# Das Arbeiten



## jackiemar

Hi!
I just start to learn Deutsch, and I'm confuse bc  in Langenscheit's book says that  Das Arbeiten (sing) and in a POns Worterbuch says die Arbeit (sing) and die Arbeiten (plural).

Maybe  Das Arbeiten has another meaning ,which?

thank you!
vielen Danke!


----------



## heidita

*das Arbeiten* viene del verbo

Para sustantivar un verbo se usa el artículo neutro y mayúscula, verbo en infinitivo

Das Arbeiten

Das Singen

Das Kaufen


----------



## jackiemar

Gracias pero el significado es el mismo no? es decir seria como : el trabajar
 otra pregunta me puedes decir q significa Blumentopf?
Gracias


----------



## jackiemar

Perdona era Topfblumen 
Gracias


----------



## jebbe

> Gracias pero el significado es el mismo no?

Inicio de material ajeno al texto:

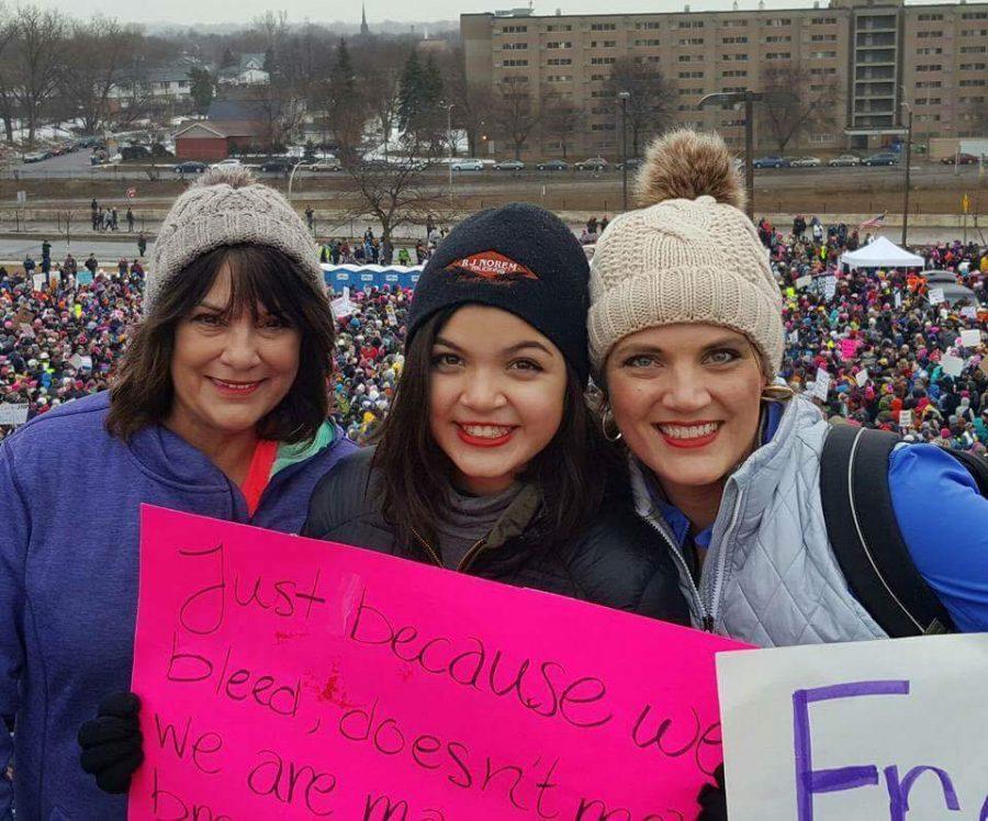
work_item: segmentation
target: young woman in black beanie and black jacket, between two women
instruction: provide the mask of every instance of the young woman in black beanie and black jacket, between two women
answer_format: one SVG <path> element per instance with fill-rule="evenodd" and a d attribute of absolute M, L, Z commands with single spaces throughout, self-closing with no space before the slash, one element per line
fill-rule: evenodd
<path fill-rule="evenodd" d="M 454 228 L 418 281 L 377 447 L 319 483 L 304 535 L 678 620 L 671 558 L 611 492 L 584 400 L 586 278 L 536 206 Z"/>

No, "die Arbeit" es "el trabajo", "das Arbeiten" representa la accion de trabajar. Creo que es como "el trabajo" y "el trabajar", pero mi español no es suficiente para estar seguro.
jebbe


----------



## jebbe

"Topfblumen" son "flores de maceta":* http://dict.leo.org/esde?lp=esde&p=/gQPU.&search=maceta

*EDIT: This discussion might belong in a new thread...


----------



## jackiemar

Gracias Jebbe por todo , ya me quedo claro

Tschüss


----------



## jebbe

Es correcto que "das Arbeiten"  significa "el trabajar" en español? No lo encuentro en leo...
Gracias,
jebbe


----------



## boyaco

> Es correcto que "das Arbeiten" significa "el trabajar" en español? No lo encuentro en leo...


 
ja, das stimmt. 
heidita hat das erkärt.


----------



## jebbe

boyaco said:


> ja, das stimmt.
> heidita hat das erkärt.


Ach so, da habe ich mich wohl missverständlich ausgedrückt - meine Frage war, ob im Spanischen genauso substantiviert wird wie im Deutschen (was ich aufgrund von jackiemars Post vermutet habe) und ob die Bedeutung dann die gleiche ist. Aber das ist jetzt klar, danke!

jebbe


----------



## heidita

jebbe said:


> Ach so, da habe ich mich wohl missverständlich ausgedrückt - meine Frage war, ob im Spanischen genauso substantiviert wird wie im Deutschen (was ich aufgrund von jackiemars Post vermutet habe) und ob die Bedeutung dann die gleiche ist. Aber das ist jetzt klar, danke!
> 
> jebbe


 
Ich glaube da hatten wir die Frage nicht richtig verstanden. Eigentlich gibt es einen kleinen Unterschied. Im Spanischen wird das Verb mit dem maskulinen Artikel substantiviert.

Das Arbeiten: el trabajar

Das Rauchen: el fumar.

El fumar es malo.
Das Rauchen ist schlecht.

Obwohl hier in beiden Fällen der Artikel ausgelassen werden könnte.


----------



## jebbe

Vielen Dank! Dass es im Spanischen nicht der Artikel im Neutrum ist hatte ich fast vermutet. 

jebbe


----------